Shrinkage

In statistics, shrinkage has two meanings, though a common idea underlying both of these meanings is the reduction in the effects of sampling variation:

  • in regression analysis, a fitted relationship appears to perform less well on a new data set than on the data set used for fitting. In particular the value of the coefficient of determination ‘shrinks’. This idea is complementary to overfitting

  • to describe general types of estimators, or the effects of some types of estimation, whereby a naive or raw estimate is improved by combining it with other information (see shrinkage estimator).

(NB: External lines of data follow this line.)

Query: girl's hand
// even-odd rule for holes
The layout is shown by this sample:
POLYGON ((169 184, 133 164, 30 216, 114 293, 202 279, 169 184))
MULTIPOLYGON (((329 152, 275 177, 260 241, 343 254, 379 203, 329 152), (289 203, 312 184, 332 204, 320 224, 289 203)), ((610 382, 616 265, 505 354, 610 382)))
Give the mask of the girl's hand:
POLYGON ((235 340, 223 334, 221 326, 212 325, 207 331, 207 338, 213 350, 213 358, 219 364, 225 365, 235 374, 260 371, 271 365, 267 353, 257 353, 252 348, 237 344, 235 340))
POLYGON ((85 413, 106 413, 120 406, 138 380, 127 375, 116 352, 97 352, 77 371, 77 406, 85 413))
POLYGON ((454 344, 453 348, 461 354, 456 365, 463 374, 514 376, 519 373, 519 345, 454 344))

Shrinking data can result in:

  • Better, more stable, estimates for true population parameters,
  • Reduced sampling and non-sampling errors,
  • Smoothed spatial fluctuations.

However, the method has many disadvantages, including:

  • Serious errors if the population has an atypical mean.
  • Shrunk estimators can become biased estimators, tending to underestimate the true parameters.
  • Shrunk fitted models can perform more poorly on new data sets compared to the original data set used for fitting. Specifically, r-squared “shrinks.”

A shrinkage estimator is an estimator that, either explicitly or implicitly, incorporates the effects of shrinkage. In loose terms this means that a naive or raw estimate is improved by combining it with other information. The term relates to the notion that the improved estimate is made closer to the value supplied by the ‘other information’ than the raw estimate. In this sense, shrinkage is used to regularize ill-posed inference problems.

A shrinkage estimator is a new estimate produced by shrinking a raw estimate (like the sample mean). For example, two extreme mean values can be combined to make one more centralized mean value; repeating this for all means in a sample will result in a revised sample mean that has “shrunk” towards the true population mean.

Shrinkage estimators:

  • Lasso estimator (used in lasso regression),
  • Ridge estimator: used in ridge regression to improve the least-squares estimate when multicollinearity is present,
  • Stein-type estimators, including the “original” James-Stein estimator.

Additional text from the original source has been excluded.